IN 1930, as the world teetered on the edge of an economic depression, Edith Marsh published “A History of the County of Grey.” One of the earliest and best accounts of Grey, it makes for interesting reading now, some eighty years later.
Grey County at the beginning of the late 1930s was a busy place, dominated by farming but still having a solid industrial base. The diary industry in the county alone was carried on by 3,050 farmers who supplies milk, cream, and butter to a value of over one million dollars. Sheep and hogs, once prey to bears and wolves in Grey’s early years, had reached a value of thirteen million dollars while Grey County’s horses were worth well over five million.
Sixteen thousand acres of apple tress grew in Grey, mostly in the Beaver Valley where Northern Spies, Baldwins and Snow apples dominated. The county was also famous for its honey industry with tons of the sweet substance being sent every year to Great Britain, France and other European countries.

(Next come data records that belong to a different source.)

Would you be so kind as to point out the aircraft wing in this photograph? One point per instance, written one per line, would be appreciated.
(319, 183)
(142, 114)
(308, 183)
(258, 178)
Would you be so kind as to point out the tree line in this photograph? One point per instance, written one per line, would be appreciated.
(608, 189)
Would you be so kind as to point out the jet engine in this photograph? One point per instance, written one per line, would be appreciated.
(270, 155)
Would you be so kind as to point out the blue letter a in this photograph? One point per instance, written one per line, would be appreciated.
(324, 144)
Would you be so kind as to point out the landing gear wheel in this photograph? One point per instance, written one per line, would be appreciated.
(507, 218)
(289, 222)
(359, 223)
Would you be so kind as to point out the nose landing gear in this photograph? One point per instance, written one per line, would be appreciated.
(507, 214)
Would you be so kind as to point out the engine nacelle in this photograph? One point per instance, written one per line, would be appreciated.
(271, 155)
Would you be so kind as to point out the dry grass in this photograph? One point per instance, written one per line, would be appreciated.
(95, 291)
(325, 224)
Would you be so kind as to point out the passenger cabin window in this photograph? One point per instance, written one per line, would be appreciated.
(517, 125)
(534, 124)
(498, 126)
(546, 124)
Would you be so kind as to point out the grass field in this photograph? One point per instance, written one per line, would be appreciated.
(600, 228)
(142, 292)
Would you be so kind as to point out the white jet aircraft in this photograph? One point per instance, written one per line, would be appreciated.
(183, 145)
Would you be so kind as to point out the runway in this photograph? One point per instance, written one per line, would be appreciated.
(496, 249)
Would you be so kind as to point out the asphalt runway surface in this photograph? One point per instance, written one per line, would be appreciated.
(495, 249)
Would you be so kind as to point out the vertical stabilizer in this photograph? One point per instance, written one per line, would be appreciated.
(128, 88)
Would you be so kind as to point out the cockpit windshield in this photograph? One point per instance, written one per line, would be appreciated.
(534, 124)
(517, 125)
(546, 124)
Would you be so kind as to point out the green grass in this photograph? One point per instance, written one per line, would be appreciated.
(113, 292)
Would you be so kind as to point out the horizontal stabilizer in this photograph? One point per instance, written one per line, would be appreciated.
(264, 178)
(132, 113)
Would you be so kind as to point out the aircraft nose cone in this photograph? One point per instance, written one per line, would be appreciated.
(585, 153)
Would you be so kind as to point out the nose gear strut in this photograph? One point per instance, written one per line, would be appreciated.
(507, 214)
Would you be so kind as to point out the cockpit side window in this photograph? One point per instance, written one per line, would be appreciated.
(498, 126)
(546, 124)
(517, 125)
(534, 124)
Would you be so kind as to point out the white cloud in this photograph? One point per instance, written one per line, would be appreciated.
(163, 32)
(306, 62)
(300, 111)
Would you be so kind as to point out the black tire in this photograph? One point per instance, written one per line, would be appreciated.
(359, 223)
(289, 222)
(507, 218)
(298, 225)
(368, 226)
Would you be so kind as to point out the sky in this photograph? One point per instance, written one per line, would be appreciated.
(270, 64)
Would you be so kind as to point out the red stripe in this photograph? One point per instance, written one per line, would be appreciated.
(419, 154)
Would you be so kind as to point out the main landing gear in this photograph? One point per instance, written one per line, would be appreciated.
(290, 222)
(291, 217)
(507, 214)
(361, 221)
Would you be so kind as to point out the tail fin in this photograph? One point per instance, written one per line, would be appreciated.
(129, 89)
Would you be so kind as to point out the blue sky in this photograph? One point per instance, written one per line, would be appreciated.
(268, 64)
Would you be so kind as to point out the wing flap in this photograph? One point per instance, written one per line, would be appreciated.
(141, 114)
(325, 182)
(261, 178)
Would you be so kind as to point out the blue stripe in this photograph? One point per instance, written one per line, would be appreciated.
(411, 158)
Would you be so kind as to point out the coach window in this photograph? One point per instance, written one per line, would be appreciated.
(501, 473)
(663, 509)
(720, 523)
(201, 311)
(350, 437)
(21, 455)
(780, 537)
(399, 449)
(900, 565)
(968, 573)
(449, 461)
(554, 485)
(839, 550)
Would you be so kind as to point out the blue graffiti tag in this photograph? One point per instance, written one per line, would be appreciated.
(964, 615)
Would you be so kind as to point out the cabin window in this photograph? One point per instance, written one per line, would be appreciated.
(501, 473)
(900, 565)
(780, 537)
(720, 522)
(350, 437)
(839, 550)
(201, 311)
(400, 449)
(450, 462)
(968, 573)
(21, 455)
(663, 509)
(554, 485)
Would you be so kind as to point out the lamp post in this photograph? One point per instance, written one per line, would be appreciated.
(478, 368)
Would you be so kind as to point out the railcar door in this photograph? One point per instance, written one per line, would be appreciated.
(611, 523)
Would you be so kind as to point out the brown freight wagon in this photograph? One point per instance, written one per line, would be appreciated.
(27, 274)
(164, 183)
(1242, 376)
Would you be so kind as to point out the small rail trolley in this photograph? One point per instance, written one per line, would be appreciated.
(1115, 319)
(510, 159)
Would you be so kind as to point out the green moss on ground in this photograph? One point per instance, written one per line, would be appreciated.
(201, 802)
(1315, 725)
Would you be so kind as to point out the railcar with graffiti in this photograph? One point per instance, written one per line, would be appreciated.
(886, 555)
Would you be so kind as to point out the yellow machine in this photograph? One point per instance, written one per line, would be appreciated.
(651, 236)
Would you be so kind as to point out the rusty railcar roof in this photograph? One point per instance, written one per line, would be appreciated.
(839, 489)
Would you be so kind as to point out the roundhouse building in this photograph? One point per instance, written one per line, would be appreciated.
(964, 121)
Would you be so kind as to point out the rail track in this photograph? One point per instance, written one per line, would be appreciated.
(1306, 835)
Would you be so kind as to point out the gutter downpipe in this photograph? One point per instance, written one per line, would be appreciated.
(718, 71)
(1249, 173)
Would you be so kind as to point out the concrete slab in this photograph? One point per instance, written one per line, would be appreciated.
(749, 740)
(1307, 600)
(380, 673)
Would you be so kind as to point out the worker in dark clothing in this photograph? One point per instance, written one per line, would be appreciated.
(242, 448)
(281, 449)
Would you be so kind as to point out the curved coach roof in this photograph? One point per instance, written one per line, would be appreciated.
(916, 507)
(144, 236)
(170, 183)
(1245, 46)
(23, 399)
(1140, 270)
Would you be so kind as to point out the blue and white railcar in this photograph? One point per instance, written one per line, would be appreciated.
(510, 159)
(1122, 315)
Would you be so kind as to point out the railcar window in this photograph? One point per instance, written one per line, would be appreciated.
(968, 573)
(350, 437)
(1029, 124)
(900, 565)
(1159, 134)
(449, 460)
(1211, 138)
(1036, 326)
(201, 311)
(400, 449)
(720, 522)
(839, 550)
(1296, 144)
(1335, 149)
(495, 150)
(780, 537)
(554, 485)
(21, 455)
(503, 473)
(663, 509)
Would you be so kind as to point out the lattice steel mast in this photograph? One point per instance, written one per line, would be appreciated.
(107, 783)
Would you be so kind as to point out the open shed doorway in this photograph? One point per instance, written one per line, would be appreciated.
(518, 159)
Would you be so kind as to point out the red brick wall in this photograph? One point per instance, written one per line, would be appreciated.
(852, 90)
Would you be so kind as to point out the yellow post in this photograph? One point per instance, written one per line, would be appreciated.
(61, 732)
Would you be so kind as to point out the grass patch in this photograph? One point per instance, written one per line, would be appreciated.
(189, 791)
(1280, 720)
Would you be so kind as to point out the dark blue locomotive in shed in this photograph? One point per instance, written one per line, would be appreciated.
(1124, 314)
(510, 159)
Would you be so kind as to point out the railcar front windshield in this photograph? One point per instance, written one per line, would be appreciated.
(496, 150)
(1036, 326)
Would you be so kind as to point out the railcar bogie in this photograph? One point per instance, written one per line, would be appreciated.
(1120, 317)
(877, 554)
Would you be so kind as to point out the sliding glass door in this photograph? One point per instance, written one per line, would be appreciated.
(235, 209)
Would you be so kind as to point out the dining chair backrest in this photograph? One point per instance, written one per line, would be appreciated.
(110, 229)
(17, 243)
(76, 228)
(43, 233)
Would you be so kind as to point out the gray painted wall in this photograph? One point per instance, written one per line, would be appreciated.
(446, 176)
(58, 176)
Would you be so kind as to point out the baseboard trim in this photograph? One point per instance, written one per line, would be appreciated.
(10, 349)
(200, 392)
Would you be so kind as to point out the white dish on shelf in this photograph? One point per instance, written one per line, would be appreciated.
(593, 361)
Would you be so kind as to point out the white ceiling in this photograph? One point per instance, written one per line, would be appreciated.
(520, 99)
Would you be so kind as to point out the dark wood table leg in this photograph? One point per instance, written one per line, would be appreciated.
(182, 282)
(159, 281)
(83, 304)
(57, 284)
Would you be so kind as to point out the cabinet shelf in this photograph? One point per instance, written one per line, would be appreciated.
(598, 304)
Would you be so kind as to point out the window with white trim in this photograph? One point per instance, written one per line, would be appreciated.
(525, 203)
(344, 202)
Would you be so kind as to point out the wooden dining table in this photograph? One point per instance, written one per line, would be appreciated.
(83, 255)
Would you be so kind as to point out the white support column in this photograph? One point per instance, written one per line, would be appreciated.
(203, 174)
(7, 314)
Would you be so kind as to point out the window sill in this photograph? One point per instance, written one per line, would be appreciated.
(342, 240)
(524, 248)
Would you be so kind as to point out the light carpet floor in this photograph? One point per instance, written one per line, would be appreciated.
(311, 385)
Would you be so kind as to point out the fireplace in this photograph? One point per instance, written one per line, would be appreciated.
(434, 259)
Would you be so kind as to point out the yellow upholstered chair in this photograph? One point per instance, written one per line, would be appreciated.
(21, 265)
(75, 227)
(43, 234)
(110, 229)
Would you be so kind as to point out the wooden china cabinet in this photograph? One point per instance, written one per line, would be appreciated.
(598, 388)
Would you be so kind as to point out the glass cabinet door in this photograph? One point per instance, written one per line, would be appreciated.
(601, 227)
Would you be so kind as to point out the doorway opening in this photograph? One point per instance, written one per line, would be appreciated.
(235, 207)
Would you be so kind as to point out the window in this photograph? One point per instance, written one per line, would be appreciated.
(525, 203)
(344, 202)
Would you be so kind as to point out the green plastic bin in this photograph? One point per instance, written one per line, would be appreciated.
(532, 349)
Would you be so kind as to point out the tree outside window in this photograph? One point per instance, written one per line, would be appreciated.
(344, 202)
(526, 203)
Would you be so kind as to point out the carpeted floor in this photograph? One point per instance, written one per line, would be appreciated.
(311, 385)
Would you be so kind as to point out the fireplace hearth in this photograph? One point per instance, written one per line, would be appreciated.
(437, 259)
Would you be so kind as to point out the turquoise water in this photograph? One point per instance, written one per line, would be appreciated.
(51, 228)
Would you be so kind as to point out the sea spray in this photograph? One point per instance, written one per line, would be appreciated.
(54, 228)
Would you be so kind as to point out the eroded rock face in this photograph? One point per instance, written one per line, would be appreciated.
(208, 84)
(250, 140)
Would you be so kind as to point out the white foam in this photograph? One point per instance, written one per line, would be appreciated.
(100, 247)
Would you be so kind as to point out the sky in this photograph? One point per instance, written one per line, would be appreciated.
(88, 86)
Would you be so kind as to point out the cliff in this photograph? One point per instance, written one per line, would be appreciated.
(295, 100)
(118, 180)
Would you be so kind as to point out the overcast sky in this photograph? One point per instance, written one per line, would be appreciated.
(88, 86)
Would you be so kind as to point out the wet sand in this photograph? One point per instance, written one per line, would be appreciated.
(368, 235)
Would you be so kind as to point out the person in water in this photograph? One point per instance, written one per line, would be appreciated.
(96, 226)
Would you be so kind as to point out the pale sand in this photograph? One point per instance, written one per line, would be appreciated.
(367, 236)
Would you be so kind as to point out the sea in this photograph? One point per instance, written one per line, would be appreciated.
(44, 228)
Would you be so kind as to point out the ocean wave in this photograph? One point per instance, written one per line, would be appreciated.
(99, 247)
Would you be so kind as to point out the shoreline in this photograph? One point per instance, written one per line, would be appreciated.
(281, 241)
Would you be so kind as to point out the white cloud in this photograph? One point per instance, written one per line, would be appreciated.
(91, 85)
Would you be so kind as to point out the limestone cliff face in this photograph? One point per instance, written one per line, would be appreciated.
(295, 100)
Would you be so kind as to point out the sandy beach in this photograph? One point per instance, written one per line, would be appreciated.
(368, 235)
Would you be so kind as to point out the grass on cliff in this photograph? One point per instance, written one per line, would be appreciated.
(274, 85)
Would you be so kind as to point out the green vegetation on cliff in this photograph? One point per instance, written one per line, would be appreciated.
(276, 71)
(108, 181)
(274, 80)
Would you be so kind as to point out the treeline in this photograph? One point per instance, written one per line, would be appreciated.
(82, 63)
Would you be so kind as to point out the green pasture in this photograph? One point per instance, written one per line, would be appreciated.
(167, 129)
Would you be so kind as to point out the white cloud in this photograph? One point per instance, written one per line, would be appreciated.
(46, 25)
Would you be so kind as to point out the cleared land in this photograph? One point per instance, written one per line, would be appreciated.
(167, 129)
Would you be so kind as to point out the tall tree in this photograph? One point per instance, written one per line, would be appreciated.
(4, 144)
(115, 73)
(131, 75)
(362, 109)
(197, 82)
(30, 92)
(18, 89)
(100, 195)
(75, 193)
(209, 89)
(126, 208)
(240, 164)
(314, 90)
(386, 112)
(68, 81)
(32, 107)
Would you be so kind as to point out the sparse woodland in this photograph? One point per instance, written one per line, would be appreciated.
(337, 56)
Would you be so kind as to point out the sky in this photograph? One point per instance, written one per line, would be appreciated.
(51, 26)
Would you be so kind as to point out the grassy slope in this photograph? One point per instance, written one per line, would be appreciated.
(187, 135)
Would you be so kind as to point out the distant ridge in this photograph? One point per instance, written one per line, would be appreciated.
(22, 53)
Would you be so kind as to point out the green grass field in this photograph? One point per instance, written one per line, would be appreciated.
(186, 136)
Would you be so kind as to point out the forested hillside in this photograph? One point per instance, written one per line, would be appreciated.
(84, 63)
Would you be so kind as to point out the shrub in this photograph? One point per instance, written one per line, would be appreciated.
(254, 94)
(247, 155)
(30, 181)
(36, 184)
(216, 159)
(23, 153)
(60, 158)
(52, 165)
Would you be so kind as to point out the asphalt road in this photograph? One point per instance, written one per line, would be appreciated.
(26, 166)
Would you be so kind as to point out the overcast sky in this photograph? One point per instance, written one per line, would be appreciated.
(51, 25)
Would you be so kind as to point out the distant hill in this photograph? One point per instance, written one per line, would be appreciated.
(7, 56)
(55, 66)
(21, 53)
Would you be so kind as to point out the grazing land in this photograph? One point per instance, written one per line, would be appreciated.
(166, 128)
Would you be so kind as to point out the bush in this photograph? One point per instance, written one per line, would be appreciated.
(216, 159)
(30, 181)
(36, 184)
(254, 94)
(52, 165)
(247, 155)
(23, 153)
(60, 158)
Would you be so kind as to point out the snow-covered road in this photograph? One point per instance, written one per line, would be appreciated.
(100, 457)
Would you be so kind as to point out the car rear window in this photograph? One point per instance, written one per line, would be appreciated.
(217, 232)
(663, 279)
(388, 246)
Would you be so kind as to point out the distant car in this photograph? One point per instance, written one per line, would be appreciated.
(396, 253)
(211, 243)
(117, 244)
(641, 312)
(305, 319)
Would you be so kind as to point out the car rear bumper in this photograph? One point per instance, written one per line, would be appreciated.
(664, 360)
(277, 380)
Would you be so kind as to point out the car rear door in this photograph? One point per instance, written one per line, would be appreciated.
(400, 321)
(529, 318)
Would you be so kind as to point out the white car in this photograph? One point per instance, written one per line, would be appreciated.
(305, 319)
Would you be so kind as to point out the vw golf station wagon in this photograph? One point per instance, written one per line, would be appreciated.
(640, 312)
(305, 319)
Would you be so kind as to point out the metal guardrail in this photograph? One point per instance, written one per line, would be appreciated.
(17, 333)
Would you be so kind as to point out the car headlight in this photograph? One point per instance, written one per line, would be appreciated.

By the beginning of the 1930s, Grey was home to nearly 15,000 automobiles that ran over smoothly surfaced roadways. And although the pioneer sawmill and flourmill were vanishing with the times, there were in Grey some 91 factories with a combined payroll of two and a half million dollars.
In 1930, seventy five percent of Grey County residents owned their own homes or farms. With the furniture industry flourishing, the county workforce was free of labour troubles. Still, there were bad years ahead but, Grey County, Edith Marsh claims, went on its relatively serene course, one that would get Grey through the worst of the Great Depression.